İstanbul Balat'ta trafik polisleri tarafından ehliyeti olmadığı için ceza yazıldığı ve buna tepki göstererek bağırdığı belirtilen öğretmenin, ehliyetinin kırık olduğu gerekçesiyle ceza yazılmasına tepki gösterdiği ortaya çıktı.
Polisler tarafından çekilerek sosyal medyadan yayınlanan görüntülerdeki kadının, İstanbul'da bir vakıf üniversitesinde öğretim üyesi olarak görev yapan Dr. Özlem Atan Tarlacı olduğu öğrenildi. Dr. Tarlacı'nın bir öğrencisi, Ekşi Sözlük'te açıklama yaparak, olayın içyüzünün yansıtıldığı gibi olmadığını belirtti.
Dr. Özlem Atan Tarlacı'nın öğrencisi, yaptığı açıklamada, Tarlacı'nın gerek derslerde, gerekse ders dışında son derece sakin ve anlayışlı olduğunu belirterek, olayın iç yüzünü paylaştı.
Dr. Tarlacı'yı telefonla arayarak bilgi aldığını aktaran öğrencisi şu açıklamayı yaptı:
"Olay tahmin ettiğim gibi kamuoyuna yansıtılandan çok farklı şekilde bizzat hoca tarafından anlatıldı, şu an kendisi savcılıkta, kendisinin söylediklerini sözlükte duyuracağımı belirttiğim ve kabul ettiği için burada paylaşıyorum, sizlerden ricam Twitter ve diğer sosyal medya uygulamalarında kendisine gerekilen desteği vermenizdir, çok klişe olacak biliyorum ama bu olayı sizin bir yakınınızın yaşamaması sadece tesadüftür.

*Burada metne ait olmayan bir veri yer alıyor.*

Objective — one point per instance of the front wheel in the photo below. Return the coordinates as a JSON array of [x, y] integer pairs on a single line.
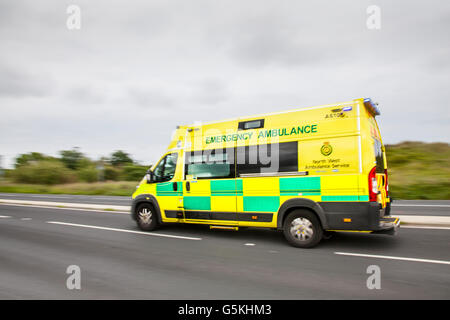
[[146, 217], [302, 229]]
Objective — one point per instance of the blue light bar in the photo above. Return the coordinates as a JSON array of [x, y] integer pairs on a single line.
[[372, 107]]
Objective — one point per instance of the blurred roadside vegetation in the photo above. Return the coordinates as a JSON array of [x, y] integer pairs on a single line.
[[73, 173], [417, 170]]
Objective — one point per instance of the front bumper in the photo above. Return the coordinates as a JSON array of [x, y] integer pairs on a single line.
[[388, 225]]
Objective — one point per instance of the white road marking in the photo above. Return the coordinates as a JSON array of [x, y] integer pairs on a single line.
[[425, 227], [421, 205], [65, 208], [123, 230], [392, 257]]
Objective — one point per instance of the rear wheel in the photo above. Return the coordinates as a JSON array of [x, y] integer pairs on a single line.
[[146, 217], [302, 229]]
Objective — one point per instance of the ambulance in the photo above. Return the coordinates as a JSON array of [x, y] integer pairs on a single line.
[[306, 172]]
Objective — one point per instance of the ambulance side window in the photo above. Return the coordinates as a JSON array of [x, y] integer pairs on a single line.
[[165, 170]]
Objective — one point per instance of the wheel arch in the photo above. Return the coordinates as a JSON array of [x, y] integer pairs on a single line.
[[310, 205], [145, 198]]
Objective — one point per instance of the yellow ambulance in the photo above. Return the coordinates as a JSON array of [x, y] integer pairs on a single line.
[[308, 172]]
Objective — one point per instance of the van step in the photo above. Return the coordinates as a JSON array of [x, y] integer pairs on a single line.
[[224, 227]]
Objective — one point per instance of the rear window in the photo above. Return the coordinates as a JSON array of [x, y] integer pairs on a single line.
[[379, 157]]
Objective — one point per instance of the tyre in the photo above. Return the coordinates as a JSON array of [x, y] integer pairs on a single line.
[[146, 217], [302, 229]]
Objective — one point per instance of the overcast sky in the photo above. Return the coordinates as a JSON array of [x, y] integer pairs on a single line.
[[136, 69]]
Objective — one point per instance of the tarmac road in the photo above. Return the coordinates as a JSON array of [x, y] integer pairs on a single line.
[[117, 261], [401, 207]]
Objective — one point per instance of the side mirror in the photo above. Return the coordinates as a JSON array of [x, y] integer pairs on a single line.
[[149, 176]]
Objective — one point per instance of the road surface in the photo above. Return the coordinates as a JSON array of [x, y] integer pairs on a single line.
[[117, 261], [401, 207]]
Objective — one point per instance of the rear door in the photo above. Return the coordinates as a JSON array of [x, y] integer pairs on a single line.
[[380, 170]]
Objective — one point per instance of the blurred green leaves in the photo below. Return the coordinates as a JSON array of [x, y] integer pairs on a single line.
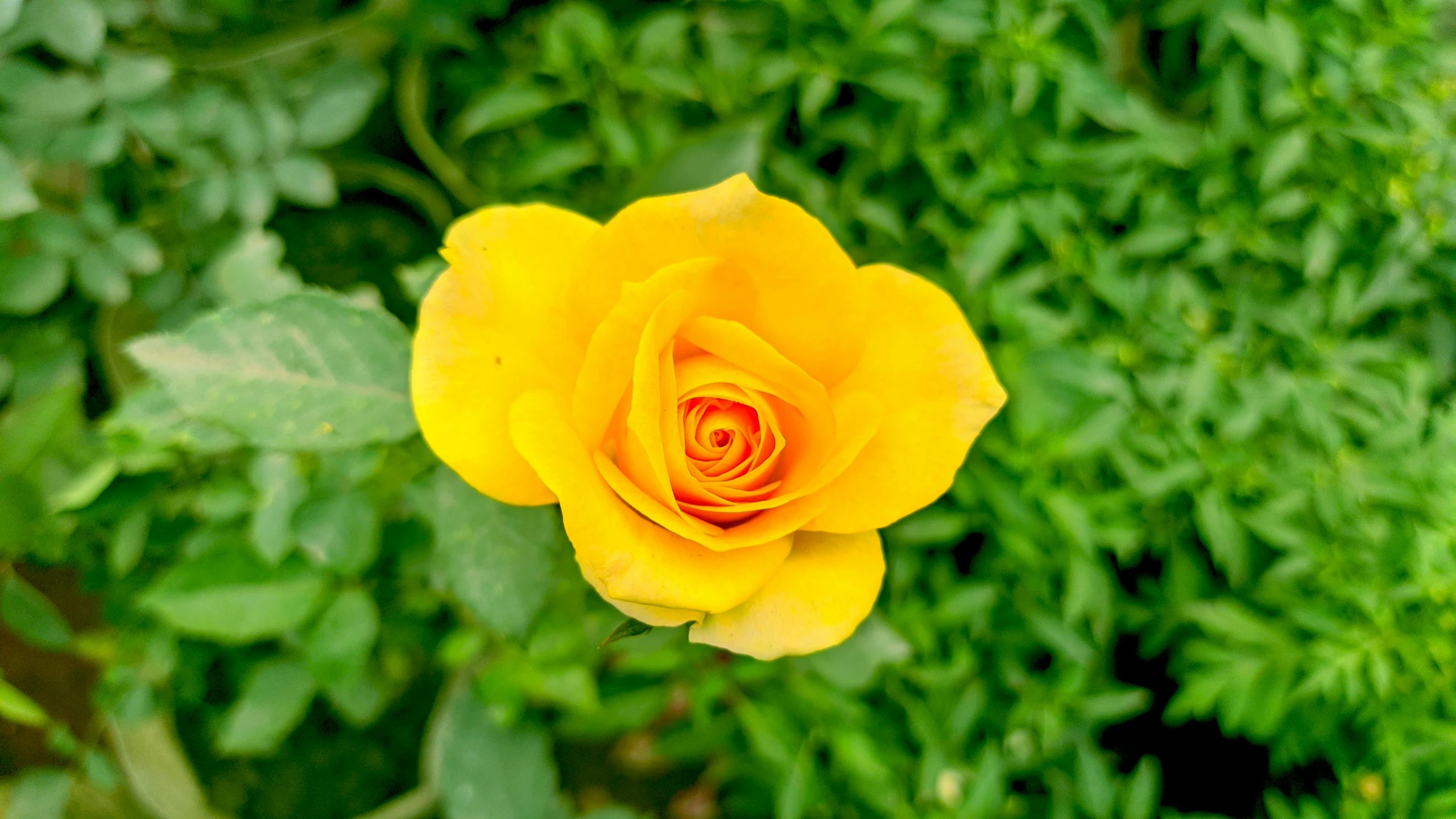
[[488, 771], [497, 559], [230, 597]]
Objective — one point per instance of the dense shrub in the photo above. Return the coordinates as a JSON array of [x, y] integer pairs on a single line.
[[1209, 541]]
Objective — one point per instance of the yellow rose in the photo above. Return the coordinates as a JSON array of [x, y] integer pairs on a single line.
[[724, 406]]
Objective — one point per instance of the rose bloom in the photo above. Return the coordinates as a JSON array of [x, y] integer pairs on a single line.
[[724, 406]]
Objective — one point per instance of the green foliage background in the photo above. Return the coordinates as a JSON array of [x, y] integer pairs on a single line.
[[1209, 245]]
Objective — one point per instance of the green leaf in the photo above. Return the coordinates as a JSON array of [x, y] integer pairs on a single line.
[[498, 108], [342, 98], [306, 180], [230, 597], [16, 196], [628, 628], [129, 543], [1226, 538], [705, 162], [255, 196], [1156, 239], [992, 244], [340, 532], [92, 146], [129, 78], [28, 284], [27, 426], [44, 95], [282, 489], [251, 270], [1140, 800], [72, 28], [101, 274], [85, 486], [1285, 155], [16, 707], [274, 700], [852, 664], [360, 700], [497, 559], [137, 250], [794, 792], [40, 793], [1273, 42], [9, 14], [1094, 783], [305, 372], [341, 640], [488, 771]]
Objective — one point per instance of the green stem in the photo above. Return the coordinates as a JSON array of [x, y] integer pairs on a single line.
[[401, 183], [410, 105]]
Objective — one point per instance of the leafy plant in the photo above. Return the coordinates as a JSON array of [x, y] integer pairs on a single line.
[[1207, 244]]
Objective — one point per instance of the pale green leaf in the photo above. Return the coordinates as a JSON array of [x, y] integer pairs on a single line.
[[230, 597], [303, 372], [488, 771]]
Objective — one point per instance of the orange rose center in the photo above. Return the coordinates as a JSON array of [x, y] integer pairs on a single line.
[[731, 448]]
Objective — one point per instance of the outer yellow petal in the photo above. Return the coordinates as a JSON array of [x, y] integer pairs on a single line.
[[634, 559], [938, 392], [651, 615], [494, 327], [817, 599], [812, 299]]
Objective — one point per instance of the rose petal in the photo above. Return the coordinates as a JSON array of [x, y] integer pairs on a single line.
[[791, 258], [491, 328], [635, 560], [708, 283], [651, 615], [938, 392], [817, 599]]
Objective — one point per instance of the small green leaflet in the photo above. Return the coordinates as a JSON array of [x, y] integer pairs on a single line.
[[628, 628]]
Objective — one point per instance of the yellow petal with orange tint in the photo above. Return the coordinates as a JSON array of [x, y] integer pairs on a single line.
[[938, 391], [817, 599], [634, 559], [491, 328], [705, 283], [812, 301]]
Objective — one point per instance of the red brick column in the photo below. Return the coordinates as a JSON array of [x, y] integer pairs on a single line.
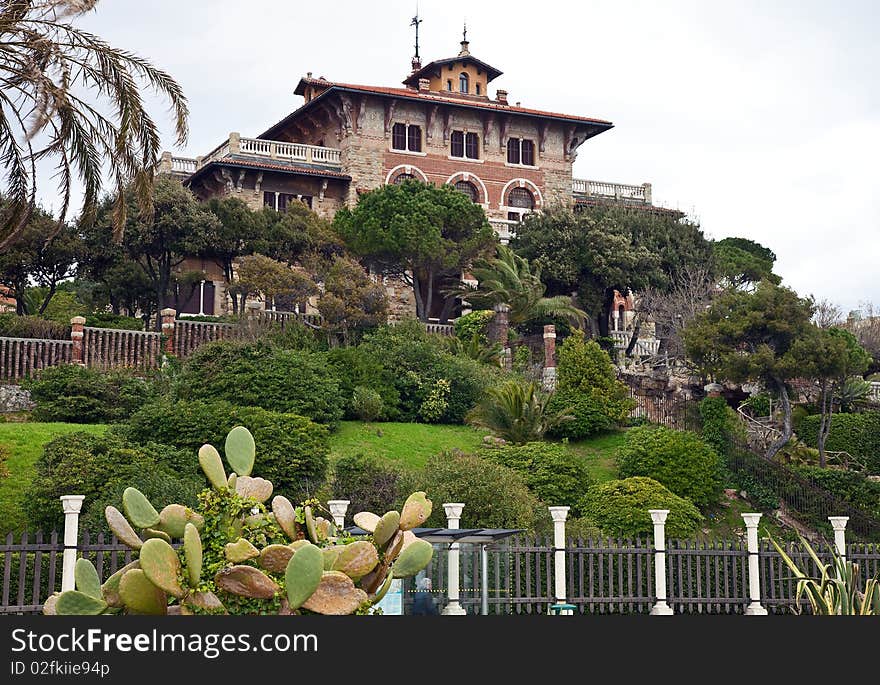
[[168, 317], [76, 335]]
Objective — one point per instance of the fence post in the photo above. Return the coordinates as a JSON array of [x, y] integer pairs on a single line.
[[338, 507], [549, 374], [559, 514], [754, 608], [76, 336], [839, 525], [72, 504], [168, 317], [453, 518], [658, 516]]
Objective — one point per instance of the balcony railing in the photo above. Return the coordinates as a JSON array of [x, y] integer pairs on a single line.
[[256, 147], [619, 192]]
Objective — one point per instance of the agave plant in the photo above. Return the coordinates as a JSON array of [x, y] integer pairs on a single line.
[[837, 589], [517, 412]]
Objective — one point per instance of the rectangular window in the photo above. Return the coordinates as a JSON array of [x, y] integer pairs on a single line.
[[457, 149], [472, 146]]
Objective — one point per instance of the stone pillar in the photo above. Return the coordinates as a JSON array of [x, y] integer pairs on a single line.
[[76, 335], [549, 373], [839, 525], [559, 514], [754, 608], [72, 504], [658, 516], [453, 519], [338, 507], [168, 317]]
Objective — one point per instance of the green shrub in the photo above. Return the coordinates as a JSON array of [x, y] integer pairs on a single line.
[[84, 464], [13, 326], [476, 322], [366, 404], [857, 434], [115, 321], [369, 484], [679, 460], [555, 475], [293, 450], [77, 394], [494, 495], [258, 375], [620, 507]]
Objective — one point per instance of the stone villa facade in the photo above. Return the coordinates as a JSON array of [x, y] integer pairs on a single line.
[[440, 126]]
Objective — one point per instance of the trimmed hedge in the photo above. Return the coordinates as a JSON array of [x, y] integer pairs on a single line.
[[557, 477], [858, 434], [679, 460], [292, 451], [620, 507]]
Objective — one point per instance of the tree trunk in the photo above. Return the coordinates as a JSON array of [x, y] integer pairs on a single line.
[[786, 420]]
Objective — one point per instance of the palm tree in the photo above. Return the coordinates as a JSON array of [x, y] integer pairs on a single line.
[[58, 88], [516, 412], [508, 279]]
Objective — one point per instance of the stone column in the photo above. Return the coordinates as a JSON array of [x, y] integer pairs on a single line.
[[549, 374], [754, 608], [168, 317], [76, 335], [839, 525], [453, 519], [658, 516], [559, 514], [72, 504], [338, 507]]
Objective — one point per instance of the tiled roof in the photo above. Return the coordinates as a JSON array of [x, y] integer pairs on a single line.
[[432, 96]]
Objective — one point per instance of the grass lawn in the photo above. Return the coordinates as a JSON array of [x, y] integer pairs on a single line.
[[25, 443]]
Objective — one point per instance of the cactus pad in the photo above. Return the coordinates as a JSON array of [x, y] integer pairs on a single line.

Özlem Hoca konuşmamızda olayı şu şekilde anlattı:
Üniversitede gerçekleşen önemli bir toplantıya yetişmek üzere aracımı sürüyordum, bu esnada trafik polisi durmamı istedi, ehliyet ve ruhsatı kendilerine verdiğimde ehliyetimin kırık olduğunu öne sürerek bu ehliyeti kabul etmeyeceklerini bildirdiler, kendilerine ehliyetimin olduğunu ve ehliyetsiz araba kullanmaktan ceza veremeyeceklerini söyledim, önemli bir toplantıya yetişmek durumunda olduğumu belirttim, kendileri bana herhangi bir şey söylemeden uzun bir süre beklettiler, kendimi tanıtarak sizin gibi bir çok polis öğrencim var bana saygıda kusur etmezler, ben sizleri onlardan ayırmıyorum dedim, o sırada polis 'bana ne öğretmensen, hocaysan' dedi ve ehliyetim olmasına rağmen ehliyetsiz araba kullanmaktan ceza kesti, uzlaşmacı bir tavırla memur olduğunu sabit bir gelire sahip olduğumu bu cezanın hem ağır hem de lüzumsuz olduğunu söyledim diğer polis cebinden çıkardığı telefonla beni videoya kaydetmeye başlayınca sinir krizi geçirdim, ben de polis memurlarının ve polis arabasının fotoğraflarını çektim, toplantıya gitmek üzere yola koyuldum aradan 1 ay geçtikten sonra video görüntülerinin basına servis edildiğini üzülerek öğrendim, hukuki olarak sürecin takipçisi olacağım.